Вечером губари узнали, что часовой убил солобона. Наповал. Теперь наверняка в отпуск поедет «за проявленную бдительность», лениво судачили губари. «Ну, я бы не стал бегать, — думал Миша, сидя под стенкой и посасывая протянутый Серым бычок. — Если бы мне так уж хотелось выступить против всего этого гауптвахтенного бардака, то я бы делал так…»
И он хорошенько обдумал, что бы стоило предпринять: делать все равно было нечего.
…Перво-наперво, не искал бы себе напарника. Заложит. Лучше бы сделал все сам. Итак, когда выводной погонит меня на работу, совсем не трудно при явной его тупости заманить его за угол губы, откуда нас с ним не будет видно часовому с вышки. Потом — лопатой по башке, благо часовые в пилотках, а не в касках. Потом взять автомат, передернуть затвор и переложить в свой карман второй рожок из подсумка часового. А вот теперь надо все делать очень быстро. Выскочить из-за угла и постараться свалить часового на вышке одной очередью, одновременно двигаясь к коридору губы. Когда часовой начнет падать, быстро ворваться в коридор и застрелить часового, который стоит там, пока он не сообразил, в чем дело.

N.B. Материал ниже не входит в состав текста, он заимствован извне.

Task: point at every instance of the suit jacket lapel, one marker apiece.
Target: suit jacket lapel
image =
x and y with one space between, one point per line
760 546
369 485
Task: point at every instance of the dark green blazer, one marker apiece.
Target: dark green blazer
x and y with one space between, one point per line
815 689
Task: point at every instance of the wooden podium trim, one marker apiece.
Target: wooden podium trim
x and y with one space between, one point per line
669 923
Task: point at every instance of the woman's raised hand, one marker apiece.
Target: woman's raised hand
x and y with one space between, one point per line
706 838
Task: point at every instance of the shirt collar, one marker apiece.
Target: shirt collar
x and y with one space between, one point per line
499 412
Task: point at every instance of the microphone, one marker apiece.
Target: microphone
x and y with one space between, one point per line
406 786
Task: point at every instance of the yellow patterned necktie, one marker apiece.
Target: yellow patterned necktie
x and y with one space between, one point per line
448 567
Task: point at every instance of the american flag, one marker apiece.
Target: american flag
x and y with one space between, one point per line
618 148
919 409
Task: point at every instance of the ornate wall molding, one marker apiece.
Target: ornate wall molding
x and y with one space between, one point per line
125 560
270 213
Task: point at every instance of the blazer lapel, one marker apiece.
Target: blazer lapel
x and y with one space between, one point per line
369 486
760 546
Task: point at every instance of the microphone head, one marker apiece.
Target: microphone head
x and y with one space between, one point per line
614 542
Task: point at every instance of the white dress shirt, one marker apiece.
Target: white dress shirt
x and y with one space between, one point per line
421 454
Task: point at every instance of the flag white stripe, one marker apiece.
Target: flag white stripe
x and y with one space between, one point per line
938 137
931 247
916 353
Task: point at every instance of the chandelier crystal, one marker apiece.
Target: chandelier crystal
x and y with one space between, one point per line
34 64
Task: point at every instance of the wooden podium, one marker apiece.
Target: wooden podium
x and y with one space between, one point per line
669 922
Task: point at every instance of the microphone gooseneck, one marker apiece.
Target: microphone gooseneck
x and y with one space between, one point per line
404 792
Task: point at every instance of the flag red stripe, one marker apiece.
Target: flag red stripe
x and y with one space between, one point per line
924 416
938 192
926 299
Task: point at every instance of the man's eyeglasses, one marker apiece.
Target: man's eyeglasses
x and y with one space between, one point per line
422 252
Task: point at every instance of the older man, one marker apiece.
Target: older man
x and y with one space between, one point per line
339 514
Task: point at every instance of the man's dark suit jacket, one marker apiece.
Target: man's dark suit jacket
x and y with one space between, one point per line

Между этим коридором с камерами и помещениями для приема пищи и для отдыха караула есть решетчатая дверь на замке. Надо подбежать к ней, спрятаться в открытых дверях столовой и гасить попеременно в выбегающих из караулки солдат — естественно, они будут, как обычно, выбегать беспорядочной толпой, осоловевшие от сна и со своим тупорылым начкаром во главе, — и в замок на решетке.